Page:La Fayette, Tencin, Fontaines - Œuvres complètes, Lepetit, 1820, tome 3.djvu/280

La bibliothèque libre.
Le texte de cette page a été corrigé et est conforme au fac-similé.

Je le crois, dit Eugénie ; mais, mon enfant, ce n’est point un mari pour vous. Eh bien ! répliquai-je avec vivacité, je me mettrai dans un couvent. C’est ce que vous pouvez encore moins que tout le reste, répondit-elle. Voulez-vous faire l’héroïne de roman, et vous enfermer dans un cloître, parce qu’on ne vous donne pas l’amant que vous voulez ? Croyez-moi, votre douleur ne sera pas éternelle : il vous sera aisé d’oublier Barbasan ; il ne faut pour cela que le bien vouloir ; mais, dans un couvent, il ne suffit pas de vouloir être contente pour l’être. Gardez-vous de laisser apercevoir au marquis de N… un dégoût qu’il ne vous pardonnerait jamais : il faut être bienséante ; mais il ne faut pas être dédaigneuse.

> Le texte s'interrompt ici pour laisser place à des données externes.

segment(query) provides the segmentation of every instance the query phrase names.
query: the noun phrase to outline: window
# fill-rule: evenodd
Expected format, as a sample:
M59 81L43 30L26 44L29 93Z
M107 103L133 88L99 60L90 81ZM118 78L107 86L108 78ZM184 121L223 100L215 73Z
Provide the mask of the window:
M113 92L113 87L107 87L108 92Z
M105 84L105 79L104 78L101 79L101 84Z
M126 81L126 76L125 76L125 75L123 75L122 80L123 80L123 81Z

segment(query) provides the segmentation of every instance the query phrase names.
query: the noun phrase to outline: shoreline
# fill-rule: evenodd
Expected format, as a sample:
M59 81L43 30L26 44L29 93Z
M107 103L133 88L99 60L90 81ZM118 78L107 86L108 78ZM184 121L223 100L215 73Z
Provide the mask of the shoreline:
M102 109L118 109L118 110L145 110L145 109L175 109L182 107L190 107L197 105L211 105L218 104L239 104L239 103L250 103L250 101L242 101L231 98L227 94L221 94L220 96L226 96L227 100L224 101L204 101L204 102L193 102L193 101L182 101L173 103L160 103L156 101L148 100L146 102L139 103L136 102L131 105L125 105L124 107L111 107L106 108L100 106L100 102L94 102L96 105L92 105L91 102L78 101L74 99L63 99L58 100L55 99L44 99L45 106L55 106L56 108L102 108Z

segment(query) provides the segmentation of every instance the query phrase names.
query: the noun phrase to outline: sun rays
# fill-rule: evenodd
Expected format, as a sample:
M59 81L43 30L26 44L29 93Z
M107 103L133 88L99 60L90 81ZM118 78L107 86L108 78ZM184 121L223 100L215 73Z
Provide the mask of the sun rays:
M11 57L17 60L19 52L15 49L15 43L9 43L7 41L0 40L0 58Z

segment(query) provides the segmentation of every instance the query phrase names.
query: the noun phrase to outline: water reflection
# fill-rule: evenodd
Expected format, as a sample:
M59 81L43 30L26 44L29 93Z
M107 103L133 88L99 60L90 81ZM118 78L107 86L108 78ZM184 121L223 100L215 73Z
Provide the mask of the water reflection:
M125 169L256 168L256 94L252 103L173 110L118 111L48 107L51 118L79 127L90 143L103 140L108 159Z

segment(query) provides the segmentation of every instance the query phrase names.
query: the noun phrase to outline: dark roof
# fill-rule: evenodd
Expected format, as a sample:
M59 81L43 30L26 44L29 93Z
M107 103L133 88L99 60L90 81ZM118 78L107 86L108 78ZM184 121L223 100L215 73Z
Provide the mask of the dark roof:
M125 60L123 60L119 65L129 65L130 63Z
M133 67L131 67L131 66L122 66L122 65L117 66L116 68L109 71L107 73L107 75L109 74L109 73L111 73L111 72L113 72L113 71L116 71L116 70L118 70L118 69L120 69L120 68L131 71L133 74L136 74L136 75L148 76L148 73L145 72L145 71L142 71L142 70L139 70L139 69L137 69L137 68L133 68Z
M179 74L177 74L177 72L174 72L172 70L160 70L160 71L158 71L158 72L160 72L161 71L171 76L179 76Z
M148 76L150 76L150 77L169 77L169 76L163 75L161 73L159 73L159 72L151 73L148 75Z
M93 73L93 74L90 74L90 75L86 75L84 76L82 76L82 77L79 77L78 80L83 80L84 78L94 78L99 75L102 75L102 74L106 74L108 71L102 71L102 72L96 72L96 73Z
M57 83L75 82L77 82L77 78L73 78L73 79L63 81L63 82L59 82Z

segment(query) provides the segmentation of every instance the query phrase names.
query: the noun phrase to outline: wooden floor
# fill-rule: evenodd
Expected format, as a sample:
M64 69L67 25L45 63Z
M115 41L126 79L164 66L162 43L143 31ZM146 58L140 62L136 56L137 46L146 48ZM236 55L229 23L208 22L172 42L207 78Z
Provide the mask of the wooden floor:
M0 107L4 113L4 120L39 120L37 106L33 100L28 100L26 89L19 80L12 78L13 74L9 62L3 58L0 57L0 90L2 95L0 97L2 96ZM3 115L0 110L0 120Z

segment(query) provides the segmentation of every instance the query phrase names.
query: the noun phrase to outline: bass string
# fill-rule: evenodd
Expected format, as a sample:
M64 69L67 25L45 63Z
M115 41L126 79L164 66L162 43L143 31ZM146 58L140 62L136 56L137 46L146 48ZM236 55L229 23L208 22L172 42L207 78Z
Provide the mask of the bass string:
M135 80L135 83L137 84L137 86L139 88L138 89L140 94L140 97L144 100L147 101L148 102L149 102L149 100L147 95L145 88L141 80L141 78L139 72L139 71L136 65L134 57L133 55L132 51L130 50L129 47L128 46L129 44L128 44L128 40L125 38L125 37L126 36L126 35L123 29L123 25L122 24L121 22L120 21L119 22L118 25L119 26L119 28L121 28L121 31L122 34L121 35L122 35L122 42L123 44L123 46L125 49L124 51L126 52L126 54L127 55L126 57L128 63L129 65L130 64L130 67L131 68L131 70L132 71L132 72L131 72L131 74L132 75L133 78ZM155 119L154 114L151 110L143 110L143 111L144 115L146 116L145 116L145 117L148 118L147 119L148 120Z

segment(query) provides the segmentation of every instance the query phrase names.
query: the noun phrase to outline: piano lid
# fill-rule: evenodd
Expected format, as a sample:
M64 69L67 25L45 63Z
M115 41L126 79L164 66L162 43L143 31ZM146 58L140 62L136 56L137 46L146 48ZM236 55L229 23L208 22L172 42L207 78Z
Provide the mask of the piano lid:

Les discours d’Eugénie m’affligeaient et ne me persuadaient point. Je le lui reprochai en pleurant. Loin de s’offenser de mes plaintes, elle y répondit avec tant d’amitié, elle me parla d’une manière si touchante et si raisonnable, qu’elle me réduisit à lui promettre ce qu’elle voulut. Je devais fuir Barbasan, lui ôter toutes les occasions de me parler ; et, si malgré mes soins il y parvenait, je devais le prier de ne plus venir chez mon père.

Cet article fut longtemps contesté ; je disais que je n’en avais pas le droit. Ne vous faites pas cette illusion, me répondit-elle ; si Barbasan est tel que vous me le représentez, il vous obéira ; s’il est différent, il ne vaut pas le chagrin qu’il vous donne. Elle me fit promettre que je la viendrais voir, et que je ne lui cacherais rien.